Transmissão e Sintomas da Mpox
O Ministério da Saúde esclarece que a doença é causada pelo vírus MPXV (gênero Orthopoxvirus). Trata-se de uma zoonose viral, ou seja, uma doença que pode ser transmitida de animais para humanos (como roedores silvestres), mas que atualmente tem sua principal força na transmissão pessoa a pessoa.
Como o vírus é transmitido?
- Pelo contato direto e prolongado com as lesões de pele de uma pessoa infectada;
- Pela troca de fluidos corporais em interações muito próximas;
- Pelo contato com materiais recém-contaminados, como roupas de cama, toalhas e talheres.

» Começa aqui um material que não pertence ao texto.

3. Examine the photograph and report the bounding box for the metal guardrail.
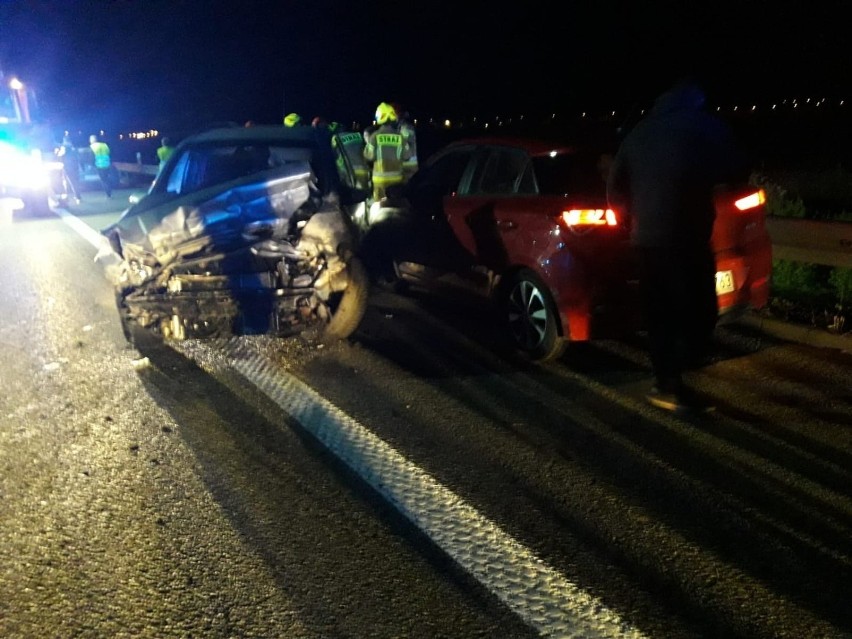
[112,162,159,177]
[766,217,852,268]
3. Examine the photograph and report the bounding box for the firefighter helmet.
[376,102,397,124]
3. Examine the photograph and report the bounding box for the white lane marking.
[58,211,646,639]
[181,339,645,639]
[54,209,106,249]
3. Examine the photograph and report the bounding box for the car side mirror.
[340,187,370,206]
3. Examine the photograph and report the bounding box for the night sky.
[0,0,852,130]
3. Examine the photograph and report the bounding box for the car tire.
[115,291,136,346]
[322,257,370,339]
[501,269,567,362]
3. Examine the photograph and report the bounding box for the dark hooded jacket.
[607,82,748,248]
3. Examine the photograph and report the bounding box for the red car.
[363,138,772,361]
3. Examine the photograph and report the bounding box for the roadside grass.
[752,166,852,333]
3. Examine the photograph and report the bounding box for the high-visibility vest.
[331,131,370,189]
[89,142,110,169]
[364,123,407,184]
[157,146,175,164]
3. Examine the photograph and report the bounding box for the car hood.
[103,169,313,266]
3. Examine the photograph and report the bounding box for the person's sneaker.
[645,386,713,413]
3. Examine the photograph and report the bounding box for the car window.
[412,147,473,196]
[159,144,312,195]
[470,149,529,195]
[532,153,606,197]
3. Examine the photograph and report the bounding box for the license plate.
[716,271,737,295]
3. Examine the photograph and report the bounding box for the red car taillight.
[562,209,618,228]
[734,189,766,211]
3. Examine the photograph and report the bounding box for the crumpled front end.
[108,173,352,340]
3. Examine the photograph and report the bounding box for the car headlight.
[0,144,50,189]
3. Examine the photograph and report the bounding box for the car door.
[447,146,535,271]
[396,145,476,271]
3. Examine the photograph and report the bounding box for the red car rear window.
[532,153,609,198]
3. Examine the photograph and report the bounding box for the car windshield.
[156,143,313,195]
[533,153,608,197]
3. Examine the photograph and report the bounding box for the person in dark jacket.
[607,79,748,411]
[56,135,81,204]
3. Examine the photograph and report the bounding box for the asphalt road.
[5,192,852,638]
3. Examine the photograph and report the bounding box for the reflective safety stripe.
[375,133,402,146]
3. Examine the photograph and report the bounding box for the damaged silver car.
[100,126,369,342]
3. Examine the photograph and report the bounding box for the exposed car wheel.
[322,257,370,339]
[502,269,566,362]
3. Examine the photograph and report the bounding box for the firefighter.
[364,102,409,202]
[328,122,370,191]
[284,113,302,128]
[393,103,418,182]
[157,136,175,169]
[89,135,112,198]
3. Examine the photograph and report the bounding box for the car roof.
[447,135,580,157]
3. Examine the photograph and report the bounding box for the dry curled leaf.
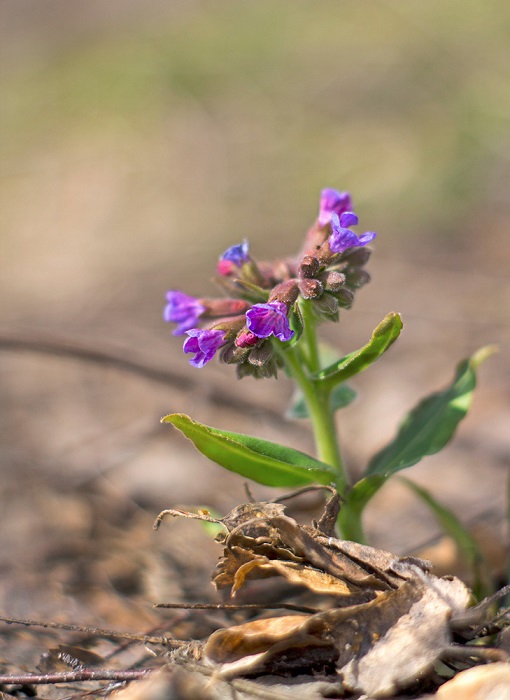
[156,499,507,698]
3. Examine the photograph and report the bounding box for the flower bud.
[209,315,246,340]
[235,328,259,348]
[340,248,372,267]
[345,267,370,289]
[312,290,343,321]
[220,343,250,365]
[202,299,250,318]
[248,342,274,367]
[320,270,345,292]
[299,255,321,277]
[299,278,324,299]
[335,287,354,309]
[269,280,299,306]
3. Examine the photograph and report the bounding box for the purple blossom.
[328,211,377,253]
[319,188,352,226]
[218,239,250,275]
[182,328,225,368]
[163,289,206,335]
[246,301,294,341]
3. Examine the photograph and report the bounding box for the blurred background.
[0,0,510,628]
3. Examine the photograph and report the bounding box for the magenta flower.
[163,289,206,335]
[182,328,225,368]
[246,301,294,341]
[218,239,250,275]
[319,188,352,226]
[328,211,377,253]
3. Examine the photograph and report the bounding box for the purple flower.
[319,189,352,226]
[218,239,250,275]
[246,301,294,341]
[328,211,377,253]
[182,328,225,368]
[163,289,206,335]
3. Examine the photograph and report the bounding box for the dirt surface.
[0,0,510,698]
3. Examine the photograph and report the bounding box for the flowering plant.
[163,189,492,588]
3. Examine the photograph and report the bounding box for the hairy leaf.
[400,476,491,599]
[365,347,494,476]
[162,413,335,487]
[313,312,403,388]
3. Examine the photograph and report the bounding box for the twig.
[0,615,183,648]
[0,335,294,431]
[154,603,319,615]
[0,668,153,685]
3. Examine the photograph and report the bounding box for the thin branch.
[154,603,319,615]
[0,668,153,685]
[0,615,183,648]
[0,335,294,432]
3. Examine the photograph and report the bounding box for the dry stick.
[0,335,292,431]
[0,668,153,685]
[0,615,182,648]
[154,603,319,615]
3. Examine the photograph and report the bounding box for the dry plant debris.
[156,496,509,698]
[0,495,510,700]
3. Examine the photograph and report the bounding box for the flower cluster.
[164,189,376,377]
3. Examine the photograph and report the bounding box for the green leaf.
[365,346,495,476]
[339,346,496,542]
[312,312,403,388]
[338,474,388,543]
[399,476,492,600]
[286,384,356,418]
[161,413,335,487]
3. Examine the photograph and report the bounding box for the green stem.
[283,348,349,494]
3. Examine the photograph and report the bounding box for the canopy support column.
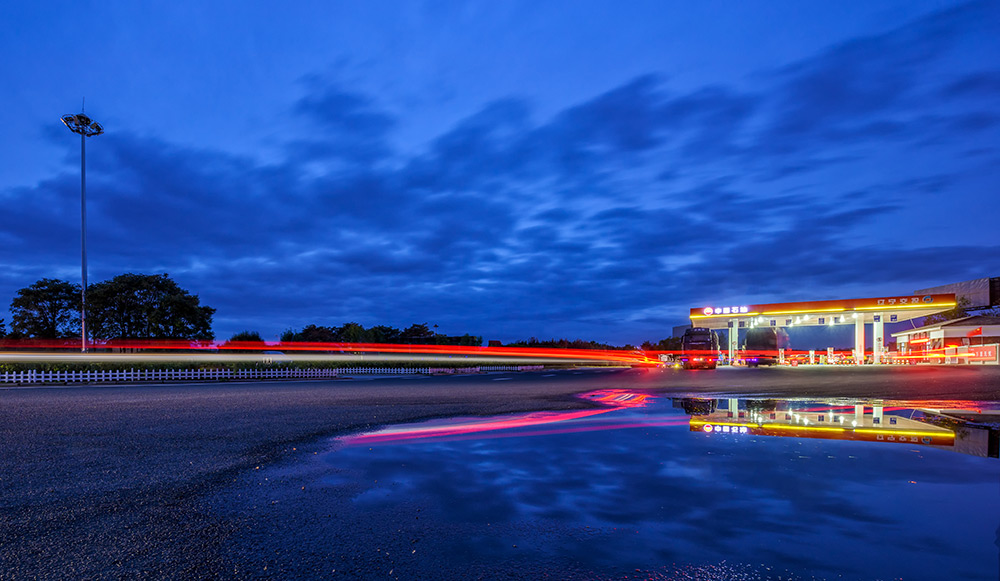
[854,315,865,365]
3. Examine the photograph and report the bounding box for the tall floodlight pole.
[62,113,104,353]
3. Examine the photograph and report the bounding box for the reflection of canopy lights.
[691,418,955,439]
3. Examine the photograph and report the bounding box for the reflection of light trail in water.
[340,390,687,446]
[0,339,658,365]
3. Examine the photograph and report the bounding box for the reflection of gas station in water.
[673,398,1000,458]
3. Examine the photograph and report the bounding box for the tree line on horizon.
[0,273,215,341]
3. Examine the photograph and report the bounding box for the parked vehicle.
[680,327,719,369]
[740,327,791,367]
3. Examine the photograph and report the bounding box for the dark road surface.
[0,366,1000,580]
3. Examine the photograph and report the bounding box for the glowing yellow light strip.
[691,420,847,432]
[854,303,956,311]
[691,313,760,319]
[763,307,847,315]
[854,428,955,438]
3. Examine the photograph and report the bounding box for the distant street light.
[62,113,104,353]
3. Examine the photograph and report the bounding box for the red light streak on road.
[0,339,659,365]
[340,390,660,446]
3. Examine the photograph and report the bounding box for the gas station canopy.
[691,293,957,364]
[691,294,956,329]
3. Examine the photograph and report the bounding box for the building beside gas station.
[675,277,1000,365]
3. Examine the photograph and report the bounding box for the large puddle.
[276,390,1000,579]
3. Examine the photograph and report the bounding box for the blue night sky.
[0,0,1000,344]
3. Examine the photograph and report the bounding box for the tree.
[10,278,80,339]
[87,273,215,340]
[399,323,434,345]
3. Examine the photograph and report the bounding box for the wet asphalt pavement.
[0,366,1000,580]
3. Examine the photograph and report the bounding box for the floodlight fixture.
[62,112,104,353]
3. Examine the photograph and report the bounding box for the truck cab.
[680,327,719,369]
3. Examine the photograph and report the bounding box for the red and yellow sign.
[691,293,956,319]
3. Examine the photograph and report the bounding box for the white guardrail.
[0,365,543,384]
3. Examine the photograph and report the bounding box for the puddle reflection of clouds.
[327,390,1000,578]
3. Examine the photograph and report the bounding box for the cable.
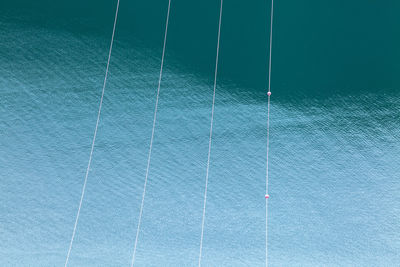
[199,0,223,267]
[131,0,171,267]
[64,0,119,267]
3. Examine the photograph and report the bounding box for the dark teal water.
[0,0,400,266]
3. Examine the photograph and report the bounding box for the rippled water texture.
[0,2,400,266]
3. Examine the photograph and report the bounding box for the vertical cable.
[64,0,119,267]
[131,0,171,267]
[199,0,223,267]
[265,0,274,267]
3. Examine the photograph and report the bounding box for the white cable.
[64,0,119,267]
[131,0,171,267]
[265,0,274,267]
[199,0,223,267]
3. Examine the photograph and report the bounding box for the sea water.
[0,1,400,266]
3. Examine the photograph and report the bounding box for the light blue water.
[0,1,400,266]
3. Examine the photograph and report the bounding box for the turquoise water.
[0,0,400,266]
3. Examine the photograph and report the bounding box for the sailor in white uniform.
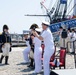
[33,21,55,75]
[23,33,31,63]
[33,28,42,73]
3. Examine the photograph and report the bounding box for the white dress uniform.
[23,40,31,62]
[41,28,55,75]
[33,37,42,73]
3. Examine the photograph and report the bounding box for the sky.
[0,0,75,34]
[0,0,43,33]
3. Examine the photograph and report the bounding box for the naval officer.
[33,21,55,75]
[33,28,42,73]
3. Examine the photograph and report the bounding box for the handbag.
[0,44,2,53]
[29,50,34,59]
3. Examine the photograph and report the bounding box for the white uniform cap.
[42,21,50,26]
[35,28,42,32]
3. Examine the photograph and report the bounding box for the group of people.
[23,21,55,75]
[0,21,76,75]
[58,27,76,54]
[0,25,11,65]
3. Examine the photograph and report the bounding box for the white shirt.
[33,37,41,48]
[41,28,54,49]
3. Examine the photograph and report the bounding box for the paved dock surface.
[0,47,76,75]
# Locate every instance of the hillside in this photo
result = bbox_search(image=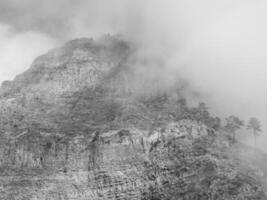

Quais os sinais de alerta? O intervalo de incubação — do primeiro contato com o vírus até o início dos sintomas — é tipicamente de 3 a 16 dias, podendo chegar a 21. Fique atento se apresentar:
- Bolhas na pele de forma aguda;
- Febre acima de 38,5 °C;
- Linfonodos inchados (as famosas “ínguas”, principalmente no pescoço e virilha);
- Dores musculares, nas costas e fraqueza intensa.
As erupções na pele geralmente começam de um a três dias após o início da febre. O paciente só deixa de transmitir o vírus quando todas as feridas secam, as crostas caem e uma nova camada de pele se forma.
Protocolo e Tratamento
Se você apresentar sintomas suspeitos, a primeira atitude é procurar atendimento médico imediato e se isolar em um cômodo separado da casa. A higiene constante das mãos com água e sabão é fundamental.
Atualmente, o Ministério da Saúde recomenda um isolamento rigoroso de 21 dias para pacientes que testam positivo para a Mpox.
A boa notícia é que a doença geralmente é autolimitada. Isso significa que, na grande maioria dos casos, a enfermidade costuma desaparecer de forma espontânea após o ciclo do vírus, sem a necessidade de medicamentos antivirais específicos (apenas remédios para aliviar a dor e a febre).
A atenção clínica deve ser redobrada para evitar complicações graves em grupos de risco, que incluem crianças pequenas, mulheres grávidas ou pessoas com imunossupressão (sistema imunológico enfraquecido) devido a outras doenças. O surto atual ainda apresenta um nível considerado baixo de transmissão fora do continente africano, mas a vigilância contínua é a chave para a nossa proteção coletiva.